# finishing wormy chestnut



## silverraven (Sep 7, 2009)

I have been reading through your posts, and have not seen this question asked, but please forgive me if I am reapeating.
I have 100 year old wormy chestnut that was reclaimed out of an old church. Hubby and I are making kitchen cabinets (doors, drawer fronts, face frames) out of this wood. We have tried many many different finishes on scraps, but are having a hard time.
Here's the list so far:
100% Tung Oil - Looks good on most boards, some boards turn very very dark. On the boards it does look good on, it really pops the grain, better than anything else. Plus, not sure it will protect it enough for kitchen
Waterlox - Tooooo golden oak looking. 
General Arm R Seal - It's ok, still very golden oak looking.
Polyurathane Ugh, just doesn't do anything for the wood at all!
Shellac Looks ok, Doesn't highlight the grain as much as tung oil but probably not enough protection for a kitchen.
Lacquer Looks ok, stays very close to true wood color, but doesn't highlight the grain. (this is brush on lacquer Deft)
Minwax Polycrylic Keeps the wood the closest to it's color, but doesn't highlight the grain much. This is what we will probably go with if I don't find something better? 

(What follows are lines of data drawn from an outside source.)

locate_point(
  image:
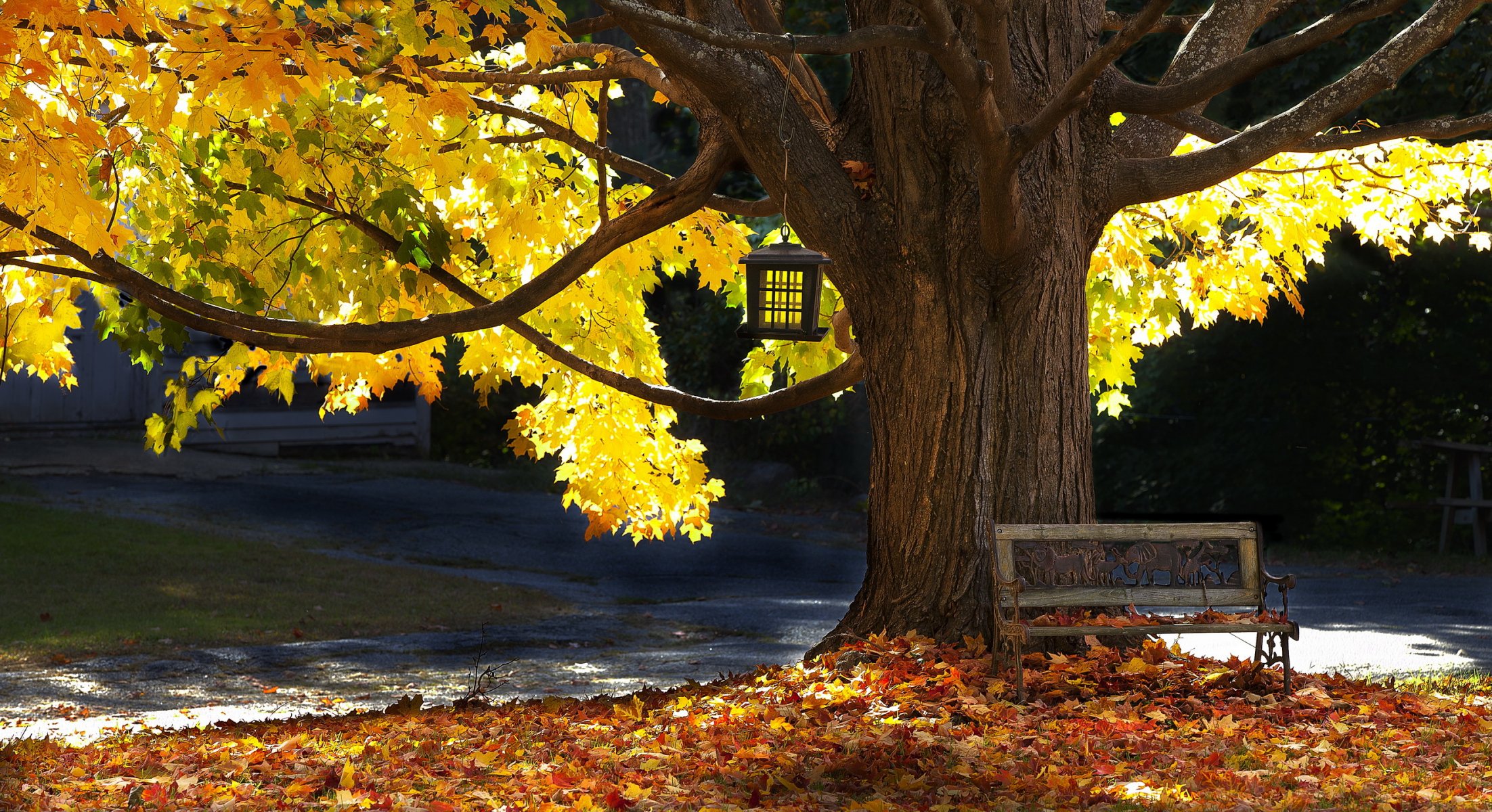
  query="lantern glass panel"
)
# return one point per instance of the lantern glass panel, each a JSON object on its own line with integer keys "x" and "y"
{"x": 782, "y": 299}
{"x": 782, "y": 293}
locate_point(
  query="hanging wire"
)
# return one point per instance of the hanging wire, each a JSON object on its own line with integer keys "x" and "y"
{"x": 784, "y": 136}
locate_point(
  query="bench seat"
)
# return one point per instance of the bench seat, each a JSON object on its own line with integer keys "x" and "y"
{"x": 1158, "y": 629}
{"x": 1202, "y": 566}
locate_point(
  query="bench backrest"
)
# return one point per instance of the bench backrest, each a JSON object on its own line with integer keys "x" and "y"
{"x": 1116, "y": 564}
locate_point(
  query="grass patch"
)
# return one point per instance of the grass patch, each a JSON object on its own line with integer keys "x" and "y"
{"x": 76, "y": 585}
{"x": 17, "y": 487}
{"x": 1451, "y": 684}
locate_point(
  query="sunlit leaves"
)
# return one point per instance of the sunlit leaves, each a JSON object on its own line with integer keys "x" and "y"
{"x": 1236, "y": 247}
{"x": 882, "y": 724}
{"x": 294, "y": 160}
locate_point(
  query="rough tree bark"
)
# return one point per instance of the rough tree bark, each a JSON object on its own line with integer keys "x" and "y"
{"x": 978, "y": 363}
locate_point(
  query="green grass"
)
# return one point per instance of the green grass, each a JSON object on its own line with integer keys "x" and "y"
{"x": 1455, "y": 684}
{"x": 79, "y": 584}
{"x": 17, "y": 487}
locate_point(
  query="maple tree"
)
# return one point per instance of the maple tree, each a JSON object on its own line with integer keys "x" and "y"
{"x": 882, "y": 724}
{"x": 354, "y": 185}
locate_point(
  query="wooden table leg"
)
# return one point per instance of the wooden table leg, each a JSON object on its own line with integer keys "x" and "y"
{"x": 1447, "y": 512}
{"x": 1479, "y": 533}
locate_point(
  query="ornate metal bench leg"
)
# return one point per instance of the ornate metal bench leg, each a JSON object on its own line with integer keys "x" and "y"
{"x": 1285, "y": 660}
{"x": 1019, "y": 672}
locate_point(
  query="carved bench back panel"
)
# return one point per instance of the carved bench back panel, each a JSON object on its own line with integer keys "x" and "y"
{"x": 1154, "y": 563}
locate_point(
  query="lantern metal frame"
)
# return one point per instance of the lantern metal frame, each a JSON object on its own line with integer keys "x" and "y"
{"x": 784, "y": 284}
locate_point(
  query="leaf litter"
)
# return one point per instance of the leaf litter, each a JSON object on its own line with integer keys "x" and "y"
{"x": 890, "y": 723}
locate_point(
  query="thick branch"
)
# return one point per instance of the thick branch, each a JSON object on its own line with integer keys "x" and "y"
{"x": 646, "y": 173}
{"x": 1079, "y": 87}
{"x": 1142, "y": 99}
{"x": 619, "y": 64}
{"x": 860, "y": 39}
{"x": 1168, "y": 24}
{"x": 661, "y": 208}
{"x": 59, "y": 271}
{"x": 591, "y": 24}
{"x": 1145, "y": 179}
{"x": 1445, "y": 127}
{"x": 805, "y": 392}
{"x": 1221, "y": 33}
{"x": 1001, "y": 229}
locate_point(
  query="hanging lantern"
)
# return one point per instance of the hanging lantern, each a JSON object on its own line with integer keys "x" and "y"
{"x": 782, "y": 293}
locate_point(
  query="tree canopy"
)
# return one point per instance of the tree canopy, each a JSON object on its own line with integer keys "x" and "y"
{"x": 353, "y": 185}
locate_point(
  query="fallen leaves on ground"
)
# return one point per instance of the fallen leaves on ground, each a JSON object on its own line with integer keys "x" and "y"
{"x": 883, "y": 724}
{"x": 1135, "y": 617}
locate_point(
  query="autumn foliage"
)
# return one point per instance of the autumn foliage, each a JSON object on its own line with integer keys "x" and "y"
{"x": 885, "y": 724}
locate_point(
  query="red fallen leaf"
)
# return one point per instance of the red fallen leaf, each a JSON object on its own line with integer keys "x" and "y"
{"x": 861, "y": 173}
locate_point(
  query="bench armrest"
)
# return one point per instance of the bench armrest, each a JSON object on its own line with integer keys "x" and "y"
{"x": 1001, "y": 590}
{"x": 1283, "y": 584}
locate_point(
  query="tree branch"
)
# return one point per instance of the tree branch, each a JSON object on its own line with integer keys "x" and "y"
{"x": 1079, "y": 87}
{"x": 591, "y": 24}
{"x": 661, "y": 208}
{"x": 59, "y": 271}
{"x": 646, "y": 173}
{"x": 860, "y": 39}
{"x": 1001, "y": 229}
{"x": 1146, "y": 179}
{"x": 1168, "y": 24}
{"x": 1221, "y": 33}
{"x": 1443, "y": 127}
{"x": 619, "y": 64}
{"x": 1151, "y": 100}
{"x": 805, "y": 392}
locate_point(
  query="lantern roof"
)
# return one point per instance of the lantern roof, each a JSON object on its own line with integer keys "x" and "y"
{"x": 785, "y": 254}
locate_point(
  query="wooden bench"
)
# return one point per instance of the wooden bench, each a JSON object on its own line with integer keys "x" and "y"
{"x": 1168, "y": 566}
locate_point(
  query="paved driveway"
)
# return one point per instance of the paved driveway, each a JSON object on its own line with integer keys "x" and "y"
{"x": 762, "y": 590}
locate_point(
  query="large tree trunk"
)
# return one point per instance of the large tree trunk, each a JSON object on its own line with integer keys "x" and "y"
{"x": 979, "y": 414}
{"x": 967, "y": 298}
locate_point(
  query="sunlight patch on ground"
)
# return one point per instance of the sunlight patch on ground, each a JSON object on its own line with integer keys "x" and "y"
{"x": 1351, "y": 651}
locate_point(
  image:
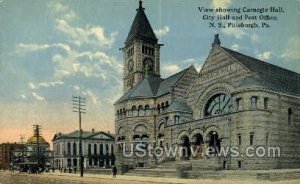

Now, here is the problem, we don't have spray equipment, so I am basicly stuck with wipe or brush on. (unless there is a cheap sprayer out there I don't know about) Messing around with samples last night I thinnned some of the Polycrylic with water (1C Poly 1/3C water) and wiped it on a board. After it dried it seemed to highlight the grain better than just full strenght Poly. Is it ok to thin Poly like this for the first coat? (the can says do not thin)
Any suggestions would be appreciated. Does anyone know what color wormy chestnut turns as it ages? Am I crazy for trying to stay away from the 80's Golden Oak look? Should I pull my hair out now and braid a noose out of it to put myself out of my missery??? 
S
Oh, one more. We have never made raised panel doors before. If I put polycrylic on full strenght do I have to worry about the panel not 'floating' anymore?


----------



## Julian the woodnut (Nov 5, 2008)

You already asked this on lumberjocks. Didn't you get the info needed already?


----------



## silverraven (Sep 7, 2009)

Gee, so sorry, I didn't realize that it was the same group of people over here as over there. I like getting many different opinions, then make the best possible decision I can. 
I shall now go crawl into a corner and leave you all alone.
Sorry again
S


----------



## Julian the woodnut (Nov 5, 2008)

No need to take it the wrong way, but I figured you got what you needed when you had 20 responses all giving good advise about using many different types of finishes.


----------



## silverraven (Sep 7, 2009)

I'm sorry, I shouldn't have snapped at you like that. It has been a very long, very bad day today, and I am ready for it to be over. 
I was just trying to get some more opinions because I just can't make up my mind. I sit and stare at all these samples and none of them jump out at me and say "Hey, Pick ME!!" I think I am just going to go with Polycrylic, that way the finish won't be changing color, only the wood underneath. That way the wood should stay more in the tan/brown family instead of going golden oak color. 
I would like to know if anyone has thinned Polycrylic, and if so, to what extent. So I could use it wiping instead of brushing.
Again, I am very sorry for being rude, my momma raised me better than that. 
S


----------



## Julian the woodnut (Nov 5, 2008)

I can't say that I have tried thinning polycrylic before, so I don't know what you would use to do so. I have sprayed it before without thinning, and it sprays well. Brushing lacquer is another non yellowing choice for you that is easy to apply.


----------